Malicious code can be included in the following types of files:
- ARX, DBX, CRX, HDI files
- LSP, FAS, VLX, MNL, SCR files
- .NET assemblies
- VBA macros (DVB files)
- acad.rx
- JavaScript
- DLL files
Recommendations
The following best practices can minimize your vulnerability to malicious executable code:
- Always keep your virus definitions current. All leading anti-virus solutions can identify and remedy AutoCAD virus infections.
- Always enable User Account Control (UAC) for Microsoft Windows 7, and newer operating systems.
- When installing 3rd party applications involving ARX, DBX, CRX, HDI, and DLL files, make sure that the installed files are digitally signed with a certificate issued by a reputable source, such as VeriSign.
- Never run an unknown AutoLISP file or VBA macro without first inspecting the code.
- Always keep executable code in folders that are separate from data.
- Always store executable code in trusted, read-only locations.
- Always locate shared AutoCAD CUIx files in trusted read-only locations.

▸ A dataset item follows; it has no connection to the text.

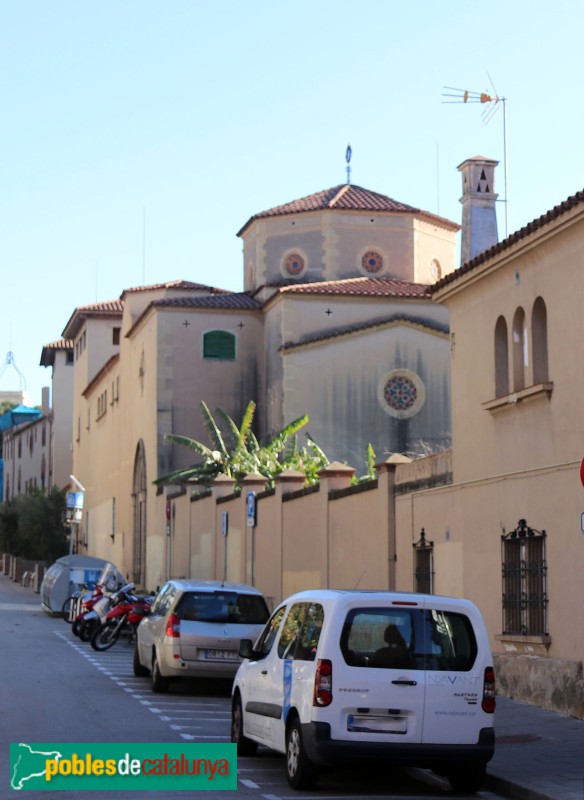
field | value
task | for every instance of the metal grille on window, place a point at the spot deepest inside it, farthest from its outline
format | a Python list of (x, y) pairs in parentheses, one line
[(424, 564), (525, 598)]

- Always set the SECURELOAD system variable to 1 or 2 to prevent unauthorized code from executing within AutoCAD. (This setting can also be modified with the Options dialog box
System tab Executable File Settings button or in the Deployment Wizard.) - Always set the TRUSTEDPATHS system variable to unique, read-only folders that can be trusted. The AutoCAD executable folder and its subfolders, and the ApplicationPlugins folders are automatically trusted. (These paths can also be set on the Options dialog box File tab or in the Deployment Wizard.)
- Always set the TRUSTEDDOMAINS system variable to specify domains and URLs that can be trusted.